This was mainly due to the group recording other operating expenses of RM2.7 million during the quarter compared to other operating income of RM2.0 million last year, attributed to net foreign exchange loss and fair value loss of derivatives.

For FY17, the group’s earnings came up to RM129.3 million, a 7.4% increase from RM120.4 million a year ago.

Revenue for the quarter was a record RM210.7 million, 15.1% higher than RM183.0 million in the previous year, due to the ramp up in orders for both cleanroom and healthcare gloves.

The group declared a final dividend of 5.70 sen per share.


See: Riverstone posts 5% drop in 4Q earnings to $11.5 mil

Following the results announcement the DBS is upgrading its rating on Riverstone to “buy” with an increased target price of $1.27.

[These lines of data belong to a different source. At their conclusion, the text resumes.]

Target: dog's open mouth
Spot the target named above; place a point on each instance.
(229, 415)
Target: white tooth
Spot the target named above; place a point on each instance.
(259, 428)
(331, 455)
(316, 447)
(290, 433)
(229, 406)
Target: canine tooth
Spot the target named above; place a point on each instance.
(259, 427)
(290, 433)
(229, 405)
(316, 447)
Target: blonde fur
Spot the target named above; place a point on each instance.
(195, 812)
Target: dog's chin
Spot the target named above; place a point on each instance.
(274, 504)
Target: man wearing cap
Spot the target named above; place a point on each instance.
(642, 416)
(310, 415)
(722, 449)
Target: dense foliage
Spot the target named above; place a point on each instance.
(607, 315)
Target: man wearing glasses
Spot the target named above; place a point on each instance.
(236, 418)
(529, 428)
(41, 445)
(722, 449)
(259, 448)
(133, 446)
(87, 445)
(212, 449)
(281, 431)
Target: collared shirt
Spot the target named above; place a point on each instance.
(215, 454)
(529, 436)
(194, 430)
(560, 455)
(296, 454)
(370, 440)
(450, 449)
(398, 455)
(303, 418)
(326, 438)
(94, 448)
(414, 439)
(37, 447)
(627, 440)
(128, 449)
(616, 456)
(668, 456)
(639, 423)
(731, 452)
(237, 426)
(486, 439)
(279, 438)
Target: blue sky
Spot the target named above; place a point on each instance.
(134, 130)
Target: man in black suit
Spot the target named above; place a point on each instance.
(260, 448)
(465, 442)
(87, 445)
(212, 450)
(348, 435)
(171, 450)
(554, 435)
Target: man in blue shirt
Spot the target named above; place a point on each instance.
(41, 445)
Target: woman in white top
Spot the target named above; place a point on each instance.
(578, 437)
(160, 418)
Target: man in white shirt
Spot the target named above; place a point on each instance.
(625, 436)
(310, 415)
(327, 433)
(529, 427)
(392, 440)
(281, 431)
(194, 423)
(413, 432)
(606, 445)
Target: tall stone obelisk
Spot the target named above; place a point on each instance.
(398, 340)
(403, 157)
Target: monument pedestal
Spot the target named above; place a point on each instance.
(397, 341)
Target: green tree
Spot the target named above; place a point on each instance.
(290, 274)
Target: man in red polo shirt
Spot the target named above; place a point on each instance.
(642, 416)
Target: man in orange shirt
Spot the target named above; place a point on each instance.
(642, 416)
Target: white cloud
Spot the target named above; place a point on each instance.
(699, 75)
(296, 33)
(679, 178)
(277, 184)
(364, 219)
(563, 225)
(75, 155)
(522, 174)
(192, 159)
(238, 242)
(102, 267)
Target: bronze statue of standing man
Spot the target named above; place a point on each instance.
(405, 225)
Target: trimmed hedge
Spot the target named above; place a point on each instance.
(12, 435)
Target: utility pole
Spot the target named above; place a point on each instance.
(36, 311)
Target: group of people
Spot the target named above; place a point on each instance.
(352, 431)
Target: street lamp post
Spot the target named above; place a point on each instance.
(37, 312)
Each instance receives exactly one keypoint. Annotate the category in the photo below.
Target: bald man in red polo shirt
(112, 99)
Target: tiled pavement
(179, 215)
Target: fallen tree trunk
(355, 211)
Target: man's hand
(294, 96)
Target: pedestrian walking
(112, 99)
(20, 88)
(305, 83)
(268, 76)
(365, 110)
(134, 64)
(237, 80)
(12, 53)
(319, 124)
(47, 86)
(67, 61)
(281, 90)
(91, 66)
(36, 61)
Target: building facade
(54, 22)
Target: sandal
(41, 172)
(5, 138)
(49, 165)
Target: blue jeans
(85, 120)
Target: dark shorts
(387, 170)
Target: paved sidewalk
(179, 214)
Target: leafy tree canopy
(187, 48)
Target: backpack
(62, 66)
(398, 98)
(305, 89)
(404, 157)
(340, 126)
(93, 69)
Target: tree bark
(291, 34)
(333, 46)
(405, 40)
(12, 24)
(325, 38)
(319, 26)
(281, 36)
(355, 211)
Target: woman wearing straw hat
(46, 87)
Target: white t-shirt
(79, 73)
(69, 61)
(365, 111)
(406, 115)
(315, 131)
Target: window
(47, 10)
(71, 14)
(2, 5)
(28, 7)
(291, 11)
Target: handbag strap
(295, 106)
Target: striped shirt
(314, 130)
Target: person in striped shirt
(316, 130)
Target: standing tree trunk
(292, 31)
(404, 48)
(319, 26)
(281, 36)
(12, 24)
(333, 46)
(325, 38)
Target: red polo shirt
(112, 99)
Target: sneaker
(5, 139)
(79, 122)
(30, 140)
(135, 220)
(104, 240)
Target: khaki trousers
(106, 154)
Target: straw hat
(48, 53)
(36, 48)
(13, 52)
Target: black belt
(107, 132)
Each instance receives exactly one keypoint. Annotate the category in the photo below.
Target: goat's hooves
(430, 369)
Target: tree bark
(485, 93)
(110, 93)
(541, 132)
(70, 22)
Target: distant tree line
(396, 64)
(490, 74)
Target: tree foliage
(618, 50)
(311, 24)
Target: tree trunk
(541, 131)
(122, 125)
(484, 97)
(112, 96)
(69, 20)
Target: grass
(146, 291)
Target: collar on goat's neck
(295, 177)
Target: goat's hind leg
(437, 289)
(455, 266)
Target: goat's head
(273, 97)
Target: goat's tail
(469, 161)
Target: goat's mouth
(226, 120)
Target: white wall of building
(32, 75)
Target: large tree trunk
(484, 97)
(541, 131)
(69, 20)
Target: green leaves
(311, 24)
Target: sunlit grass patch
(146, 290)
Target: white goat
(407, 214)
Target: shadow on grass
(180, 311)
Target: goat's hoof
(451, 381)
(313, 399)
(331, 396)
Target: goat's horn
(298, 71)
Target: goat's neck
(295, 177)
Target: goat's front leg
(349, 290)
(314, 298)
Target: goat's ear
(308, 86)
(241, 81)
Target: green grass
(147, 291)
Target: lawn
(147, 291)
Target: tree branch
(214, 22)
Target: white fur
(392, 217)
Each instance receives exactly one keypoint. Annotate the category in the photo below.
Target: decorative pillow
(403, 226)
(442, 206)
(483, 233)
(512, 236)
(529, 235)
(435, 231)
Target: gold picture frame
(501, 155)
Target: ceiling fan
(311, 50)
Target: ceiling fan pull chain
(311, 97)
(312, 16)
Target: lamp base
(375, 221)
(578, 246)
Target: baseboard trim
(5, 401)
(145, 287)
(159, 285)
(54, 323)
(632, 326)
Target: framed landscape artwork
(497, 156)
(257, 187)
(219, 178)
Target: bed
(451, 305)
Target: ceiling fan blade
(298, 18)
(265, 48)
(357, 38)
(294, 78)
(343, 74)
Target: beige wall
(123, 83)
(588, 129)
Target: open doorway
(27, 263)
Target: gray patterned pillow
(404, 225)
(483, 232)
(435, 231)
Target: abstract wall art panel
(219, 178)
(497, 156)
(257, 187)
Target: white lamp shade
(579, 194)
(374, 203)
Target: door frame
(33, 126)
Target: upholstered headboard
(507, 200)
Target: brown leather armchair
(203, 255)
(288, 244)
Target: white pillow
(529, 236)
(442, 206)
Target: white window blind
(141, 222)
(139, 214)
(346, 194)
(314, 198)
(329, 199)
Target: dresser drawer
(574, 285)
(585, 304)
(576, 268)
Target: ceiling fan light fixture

In a Monday report, analyst Carmen Tay says, “A global market leader in niche Class 10 and Class 100 cleanroom gloves, Riverstone’s edge in the high-tech cleanroom segment sets it apart from the bigger boys.”

Given the intense competition in the healthcare industry, Tay sees value in the group’s growing cleanroom business, which allows it to command consistently higher margins compared to its peers.

Moreover, the demand in the niche cleanroom segment mainly stems from the semiconductor and mobile tablet sectors, hence the analyst sees the group as an indirect beneficiary of the current semiconductor upcycle.

The group has a new cleanroom facility which is set to kick in from 1Q18, to which the analyst predicts will increase its cleanroom capacity by about 33% to at least 2 billion gloves per annum.

The ramp-up on these new capacities should help drive higher growth in cleanroom gloves vis-à-vis the lower-margin healthcare business, allowing Riverstone’s earnings growth of about 16% to catch up with larger peers’ around 17%.

In addition, the group is in the process of accelerating its expansion plans as it is anticipating a strong demand for its cleanroom and healthcare gloves.

The analyst expects the group’s overall glove production capacity to increase to 9 billion pieces by end-2018, compared to 8.2 billion last year and 10.4 billion pieces per annum by end-2019.

However, industry headwinds are expected for 1Q18 with fluctuations in USD/MYR, volatile raw material prices and operating costs, but Tay expects stronger growth to kick in from 2Q18.

“We are more bullish versus consensus as we expect the improved output mix to help sustain margins and drive bottom line,” says Tay.

As at 12.45pm, shares in Riverstone are trading flat at $1.04 or 14.8 times FY18 earnings with a dividend yield of 2.7%.